Well, what an excellent book! I could end the review there, but I thought I'd start off on the right foot! The Millionaire Next Door is a study into the behaviour of American millionaires, and though it is twenty years old now, the lessons it teaches are as powerful now as they were back then.
The Millionaire Next Door
The premise of the book is that your average American millionaire doesn't really act as you would expect them to.
There are some clear lessons drawn from authors Thomas Stanley and William Danko‘s comprehensive study of the habits and action of millionaires. The book focuses on the accumulation of wealth, or the lack of accumulation, and draws clear distinctions between what the authors call Prodigious Accumulators of Wealth (PAWs) and Under-Accumulators of Wealth (UAWs).
It is clear that there are patterns of behaviour which make a person far more likely to become a PAW and possibly a millionaire. The most striking of these are the key lessons from my reading of the book.
1. Millionaires are frugal
That's a lesson no-one want to hear, right? we all want a magic bullet, a quick fix, a fool-proof method for wealth creation. Ah, drat!
The book finds that millionaires don't, as a rule, wear $5,000 watches or drive expensive German cars. They often don't live in upscale neighbourhoods, just ordinary areas of town, often next door to blue-collar workers and state school teachers.
Obviously, it makes sense that part of the reason millionaires are millionaires is that they have kept enough of their money to amass a nice pot in order to be financially free.
2. Millionaires value more than money
A striking story in the book discussed a UAW who spent a total of 60 hours getting a deal on his new Porsche. He shopped around all the dealers, playing one off against the other, biding his time. Eventually he wore one dealer down to selling him the Porsche for barely more than dealer cost price.
Millionaires, in contrast, value their own time more highly, and also value dealer loyalty and service more highly than a short term dollar gain. They would often return to the same dealer over and over again. Often this was because the dealer also reciprocated by using the millionaire's business or referring clients back. This was deemed a far more valuable arrangement than a few thousand dollars in the short term.
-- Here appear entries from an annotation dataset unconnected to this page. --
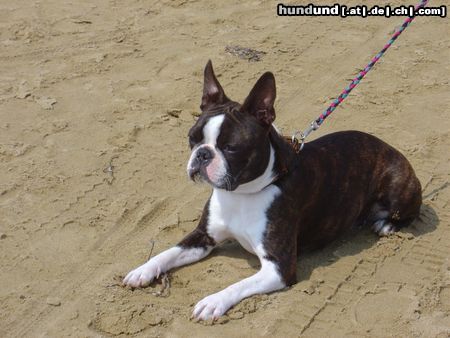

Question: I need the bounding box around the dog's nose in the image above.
[197,147,213,165]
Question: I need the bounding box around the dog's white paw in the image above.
[192,291,233,320]
[123,260,161,288]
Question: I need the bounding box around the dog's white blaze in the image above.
[187,114,227,185]
[192,259,286,320]
[234,145,275,194]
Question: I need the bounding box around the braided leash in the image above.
[291,0,429,151]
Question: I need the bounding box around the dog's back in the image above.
[270,131,422,250]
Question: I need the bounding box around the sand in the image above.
[0,0,450,337]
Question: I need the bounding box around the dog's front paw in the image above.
[123,260,161,288]
[192,291,233,320]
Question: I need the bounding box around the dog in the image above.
[123,61,422,320]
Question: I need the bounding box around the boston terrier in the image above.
[123,61,422,320]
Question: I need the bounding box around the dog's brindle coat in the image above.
[124,62,422,320]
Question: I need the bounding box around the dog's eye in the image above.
[223,144,237,153]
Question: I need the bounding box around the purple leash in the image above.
[292,0,429,151]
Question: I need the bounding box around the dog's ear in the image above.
[200,60,228,111]
[241,72,276,126]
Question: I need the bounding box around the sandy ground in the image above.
[0,0,450,337]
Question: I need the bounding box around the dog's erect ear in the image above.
[200,60,228,111]
[241,72,277,126]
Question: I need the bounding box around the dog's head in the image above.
[187,61,276,191]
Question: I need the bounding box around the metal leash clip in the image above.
[291,120,319,152]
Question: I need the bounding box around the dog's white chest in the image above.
[208,185,281,256]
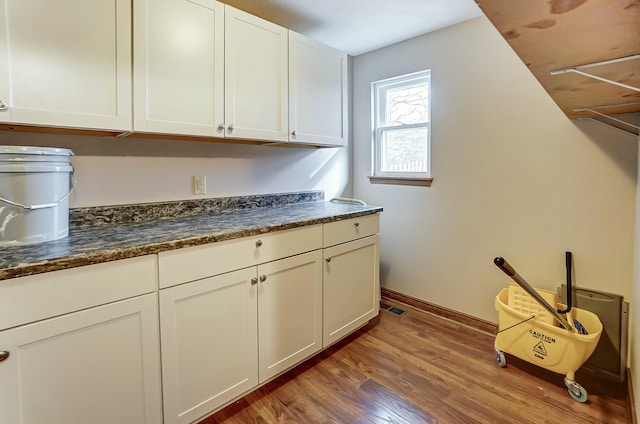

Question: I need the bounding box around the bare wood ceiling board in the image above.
[477,0,640,119]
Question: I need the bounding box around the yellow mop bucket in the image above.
[494,252,602,402]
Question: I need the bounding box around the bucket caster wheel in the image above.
[494,348,507,368]
[564,378,588,403]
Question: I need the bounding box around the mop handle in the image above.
[493,256,571,331]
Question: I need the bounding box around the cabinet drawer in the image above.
[158,225,322,288]
[0,255,157,330]
[323,214,380,247]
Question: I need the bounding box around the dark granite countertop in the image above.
[0,192,382,280]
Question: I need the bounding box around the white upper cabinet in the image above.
[0,0,131,131]
[133,0,224,137]
[289,31,347,146]
[224,6,288,141]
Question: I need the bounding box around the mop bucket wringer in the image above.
[494,252,602,402]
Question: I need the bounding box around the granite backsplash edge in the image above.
[69,190,324,229]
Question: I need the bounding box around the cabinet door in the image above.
[225,6,289,141]
[160,267,258,424]
[0,0,131,130]
[289,31,347,146]
[323,235,380,347]
[258,250,322,383]
[0,294,162,424]
[134,0,224,137]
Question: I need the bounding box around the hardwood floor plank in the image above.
[201,299,628,424]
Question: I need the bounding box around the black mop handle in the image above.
[493,256,571,331]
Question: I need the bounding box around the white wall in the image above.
[0,132,352,207]
[354,17,638,322]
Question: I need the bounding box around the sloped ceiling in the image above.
[477,0,640,134]
[222,0,482,56]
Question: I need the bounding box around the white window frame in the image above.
[369,69,432,186]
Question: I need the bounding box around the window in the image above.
[369,70,431,185]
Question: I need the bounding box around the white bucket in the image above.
[0,146,74,245]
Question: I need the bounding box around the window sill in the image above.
[369,175,433,187]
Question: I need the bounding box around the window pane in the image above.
[384,83,429,126]
[380,127,429,172]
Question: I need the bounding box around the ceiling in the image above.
[222,0,482,56]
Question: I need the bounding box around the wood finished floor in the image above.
[200,300,628,424]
3. Millionaires are often independent minded
A decent chunk of the book spoke of the story of two sisters, both from a wealthy household. The father was very domineering and believed that women should be in the home. The elder daughter rebelled against this and was cut off from her father's largesse, but the younger daughter stayed within the fold.
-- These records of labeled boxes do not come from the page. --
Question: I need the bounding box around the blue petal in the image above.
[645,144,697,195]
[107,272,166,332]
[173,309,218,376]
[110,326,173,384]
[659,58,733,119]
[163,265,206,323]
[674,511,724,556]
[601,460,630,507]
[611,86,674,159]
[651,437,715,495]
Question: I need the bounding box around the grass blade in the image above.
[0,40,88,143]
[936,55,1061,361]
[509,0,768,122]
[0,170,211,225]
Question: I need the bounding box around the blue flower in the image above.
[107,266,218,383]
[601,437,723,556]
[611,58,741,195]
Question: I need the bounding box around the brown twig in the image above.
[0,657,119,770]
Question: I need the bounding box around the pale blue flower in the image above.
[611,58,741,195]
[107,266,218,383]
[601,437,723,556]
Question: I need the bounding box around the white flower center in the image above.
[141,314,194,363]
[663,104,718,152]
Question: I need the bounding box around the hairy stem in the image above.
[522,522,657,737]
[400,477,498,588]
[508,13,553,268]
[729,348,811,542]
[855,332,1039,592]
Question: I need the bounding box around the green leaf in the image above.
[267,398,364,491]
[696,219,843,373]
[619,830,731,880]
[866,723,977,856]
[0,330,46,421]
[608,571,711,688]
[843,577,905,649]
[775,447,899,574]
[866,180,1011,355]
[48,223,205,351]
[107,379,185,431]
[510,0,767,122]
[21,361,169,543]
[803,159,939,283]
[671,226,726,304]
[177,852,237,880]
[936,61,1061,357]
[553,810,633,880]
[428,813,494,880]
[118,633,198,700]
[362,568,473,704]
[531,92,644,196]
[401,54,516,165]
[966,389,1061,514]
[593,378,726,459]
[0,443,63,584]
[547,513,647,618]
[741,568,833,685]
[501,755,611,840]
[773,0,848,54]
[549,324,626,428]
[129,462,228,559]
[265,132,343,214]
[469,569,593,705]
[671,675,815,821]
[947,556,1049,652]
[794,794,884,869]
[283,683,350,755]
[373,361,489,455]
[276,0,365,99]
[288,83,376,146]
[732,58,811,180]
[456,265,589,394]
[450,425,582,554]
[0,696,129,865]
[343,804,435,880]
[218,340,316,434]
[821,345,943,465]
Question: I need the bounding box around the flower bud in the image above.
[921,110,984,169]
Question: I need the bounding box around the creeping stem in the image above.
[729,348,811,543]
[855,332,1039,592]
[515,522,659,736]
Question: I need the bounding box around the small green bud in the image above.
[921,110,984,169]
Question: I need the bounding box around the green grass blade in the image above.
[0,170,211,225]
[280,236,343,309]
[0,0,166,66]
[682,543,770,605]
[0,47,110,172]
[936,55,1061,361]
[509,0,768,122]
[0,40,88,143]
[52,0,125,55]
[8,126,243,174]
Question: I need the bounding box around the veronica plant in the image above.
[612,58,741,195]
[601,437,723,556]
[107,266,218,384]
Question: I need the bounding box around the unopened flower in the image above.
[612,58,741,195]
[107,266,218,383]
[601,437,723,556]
In time, the younger daughter married and her husband went to work for his father-in-law. He was afforded no respect from his wife's parents and was treated almost like a handyman. Mum and Dad helped with the purchase of the couple's first home, and paid for private schooling for the grandkids, but the younger daughter and her husband were trapped by the overbearing parenting.
The elder daughter by contrast forged her own path, becoming independently wealthy by saving a percentage of her income from day one. In the end she was a source of what the authors call Economic Outpatient Care, after the overbearing parents had died. The younger daughter never learned to be independent.
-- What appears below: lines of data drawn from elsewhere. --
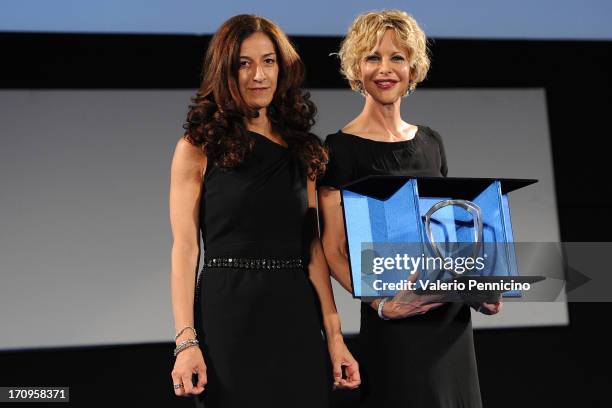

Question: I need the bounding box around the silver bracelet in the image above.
[378,298,390,320]
[174,326,198,341]
[174,339,200,357]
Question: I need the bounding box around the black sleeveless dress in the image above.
[194,132,333,408]
[319,126,482,408]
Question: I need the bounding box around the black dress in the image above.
[319,126,482,408]
[194,132,333,408]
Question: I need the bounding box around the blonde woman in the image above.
[319,10,501,408]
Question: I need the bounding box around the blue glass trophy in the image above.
[341,176,537,298]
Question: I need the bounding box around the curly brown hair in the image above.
[183,14,328,179]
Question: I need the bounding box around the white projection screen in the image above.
[0,89,568,350]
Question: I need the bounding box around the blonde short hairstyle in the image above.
[338,10,430,91]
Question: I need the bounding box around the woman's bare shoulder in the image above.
[172,136,206,178]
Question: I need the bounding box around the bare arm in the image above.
[169,138,206,395]
[319,187,353,293]
[308,180,361,389]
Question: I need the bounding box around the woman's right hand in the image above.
[382,295,444,319]
[171,346,207,397]
[371,271,452,319]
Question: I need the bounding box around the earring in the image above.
[404,83,416,96]
[356,81,365,96]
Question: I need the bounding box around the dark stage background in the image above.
[0,33,612,408]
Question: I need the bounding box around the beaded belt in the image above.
[203,257,303,269]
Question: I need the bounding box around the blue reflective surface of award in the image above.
[341,176,537,298]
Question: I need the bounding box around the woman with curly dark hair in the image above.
[170,15,360,408]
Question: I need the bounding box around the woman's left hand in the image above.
[327,339,361,390]
[472,300,503,315]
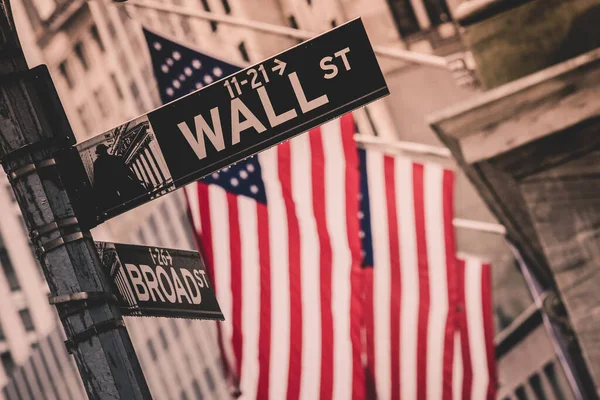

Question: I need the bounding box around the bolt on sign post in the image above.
[61,19,389,228]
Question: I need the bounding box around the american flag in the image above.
[146,32,364,400]
[145,31,495,400]
[359,150,495,400]
[453,256,496,400]
[144,29,240,104]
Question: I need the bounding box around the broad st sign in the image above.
[96,242,225,320]
[63,19,389,228]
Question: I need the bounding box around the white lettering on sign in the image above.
[177,69,330,160]
[319,47,352,79]
[125,264,210,304]
[231,98,267,144]
[177,107,225,160]
[257,87,298,127]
4. Millionaires often hamstring their own children by offering them ‘a better life'
It might seem like a lucky break, to be born into a wealthy family, but the authors found that this often is not the case. The millionaire's desire to give their children ‘a better life than we ever had' can lead to lifelong financial dependency, as the case of the two daughters above demonstrates.
The authors conclude that millionaires can better serve their children by teaching them the principles of prodigious accumulation of wealth, rather than extending the Economic Outpatient Care which leads to dependency.
Conclusion
I found it heartening to read that the way to great wealth is the same as I have always preached here on MeaningfulMoney. Budgeting (yes, most millionaires were shown to have a meaningful annual budget), careful saving and investing and frugality is the only way to guarantee future wealth.
Sure, you might die tomorrow, but the odds are you won't, and you'll need something to live on when you're too old to work.
I recommend this book most highly. Rather than depressing me about the long-term nature of wealth-creation, it encouraged me that I was on the right path. It challenged my thinking regarding how I relate to my children and their financial future. And it reinforced my belief system most satisfactorily!